Texte intégral
Q - Quel raffut, L. Fabius ! Vous avez prêté votre image à une publicité pour Les Echos. Il y a une très belle photo de vous, souriant, détendu. Beaucoup, y compris chez les députés, n'ont pas compris que, vous, vous vous transformiez en mannequin ou en placard publicitaire. Pourquoi vous avez dit “oui” ?
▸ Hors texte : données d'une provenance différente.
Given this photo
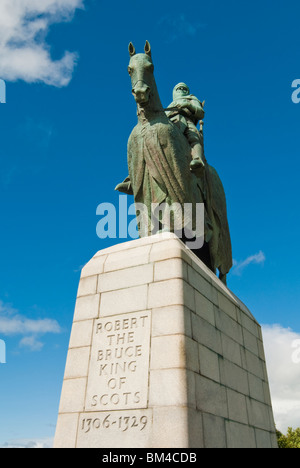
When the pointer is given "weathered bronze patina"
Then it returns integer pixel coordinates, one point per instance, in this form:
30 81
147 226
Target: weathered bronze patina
167 166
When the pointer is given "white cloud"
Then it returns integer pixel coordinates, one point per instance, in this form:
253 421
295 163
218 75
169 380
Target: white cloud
282 350
178 26
12 323
257 259
24 52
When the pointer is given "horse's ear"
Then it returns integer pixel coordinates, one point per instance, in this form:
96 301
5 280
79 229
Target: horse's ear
131 49
147 49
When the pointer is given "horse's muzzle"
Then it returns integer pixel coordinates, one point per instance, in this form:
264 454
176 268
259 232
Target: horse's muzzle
141 94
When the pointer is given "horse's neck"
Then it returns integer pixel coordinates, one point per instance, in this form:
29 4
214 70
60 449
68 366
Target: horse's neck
153 110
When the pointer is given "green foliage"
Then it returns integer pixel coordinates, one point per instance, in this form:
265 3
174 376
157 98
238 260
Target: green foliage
290 440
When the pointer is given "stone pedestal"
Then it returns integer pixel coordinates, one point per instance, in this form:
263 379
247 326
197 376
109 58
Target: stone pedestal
162 355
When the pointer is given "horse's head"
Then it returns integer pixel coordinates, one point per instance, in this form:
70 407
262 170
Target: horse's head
140 70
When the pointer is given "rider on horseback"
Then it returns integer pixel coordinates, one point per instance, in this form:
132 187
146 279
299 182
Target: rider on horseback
186 111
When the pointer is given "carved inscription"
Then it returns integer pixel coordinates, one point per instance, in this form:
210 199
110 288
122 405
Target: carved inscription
115 429
119 367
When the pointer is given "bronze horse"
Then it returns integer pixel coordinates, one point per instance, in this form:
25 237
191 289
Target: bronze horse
159 157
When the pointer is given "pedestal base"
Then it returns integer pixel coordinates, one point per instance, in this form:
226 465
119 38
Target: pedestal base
162 355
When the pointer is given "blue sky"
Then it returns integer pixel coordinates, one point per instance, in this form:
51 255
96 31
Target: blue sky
64 132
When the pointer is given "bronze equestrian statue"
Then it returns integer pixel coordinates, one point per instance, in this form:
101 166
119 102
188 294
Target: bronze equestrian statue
167 166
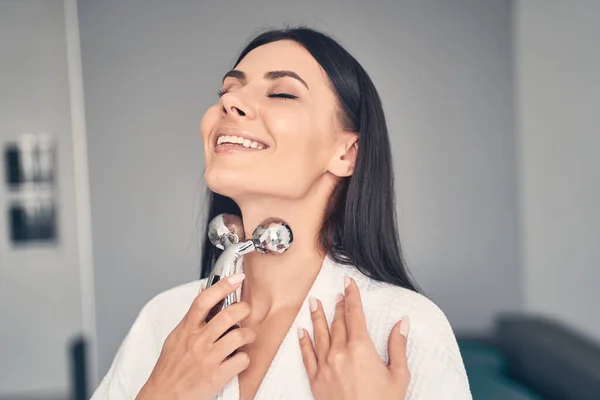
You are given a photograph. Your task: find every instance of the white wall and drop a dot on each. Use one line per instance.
(40, 298)
(443, 69)
(558, 62)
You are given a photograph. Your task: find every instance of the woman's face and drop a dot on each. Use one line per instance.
(274, 131)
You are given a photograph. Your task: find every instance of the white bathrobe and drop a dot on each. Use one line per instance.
(434, 359)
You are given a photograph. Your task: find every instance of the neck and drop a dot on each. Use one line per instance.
(283, 280)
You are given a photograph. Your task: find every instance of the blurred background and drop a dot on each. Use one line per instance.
(493, 110)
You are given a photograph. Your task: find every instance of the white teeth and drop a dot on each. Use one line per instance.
(239, 140)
- “Ça partait d'un bon sentiment. Les Echos sont un journal sérieux. On m'a dit “On demande a un certain nombre de grands responsables pour dire que c'est intéressant de lire la presse". Donc, j'ai fait une petite phrase, et puis, je ne me rendais pas compte qu'il y aurait cette photo placardée et, surtout, je ne savais pas qu'il y aurait marqué "Laurent Fabius, président de l'Assemblée nationale". A partir du moment où on mêle l'institution, ça ne me plaçait dans une situation difficile. Comme il y a eu un début de polémique, j'ai téléphoné hier à N. Beytout, qui est le responsable du journal, et lui ai dit : "Écoutez, je suis désolé mais je pense qu'il faudrait mieux interrompre". Donc, ça a été interrompu. Alors, ça partait d'un bon sentiment mais, finalement, ce n'était pas nécessairement une bonne idée. Voilà. C'est dommage parce que la photo était bien.”
Q - Oui, la photo était bien, c'est dommage. C'était derrière le bus. Ce matin, je suis arrivé et il y avait un bus devant moi. Il y avait la photo de L. Fabius...
- “Eh bien, vous ne la verrez plus, vous ne la verrez plus.”
Q - Oui, gardez-la au moins pour vous. Mais c'était une belle campagne pour vous, en même temps ?
- “Ce n'était pas pour moi, c'était pour le journal mais bon... Voilà. C'est derrière nous.”
Q - C'était une gaffe, c'était une gaffe ?
- “Ce n'était pas une bonne idée, voilà.”
Q - Et, en plus, Les Echos, ça préconise la baisse des impôts, l'économie libérale, l'économie de marché.
- “C'est un autre problème. Je ne vais pas me mêler de la ligne des journaux, pas non plus d'Europe 1.”
Q - Non mais ça ressemblait au programme Fabius.
- “Non, non, non. Les Echos disent ce qu'ils veulent et Fabius dit ce qu'il veut. Non mais ce n'était pas une bonne idée, voilà. Je pense, en y réfléchissant profondément, qu'il y aura peut-être des évènements plus importants à la fin du XXème siècle.”
Q - Oui, oui, on va en parler. Mais, pour balayer tout, il y a quelques mauvaises langues qui ont dit qu'il y avait eu une prime ...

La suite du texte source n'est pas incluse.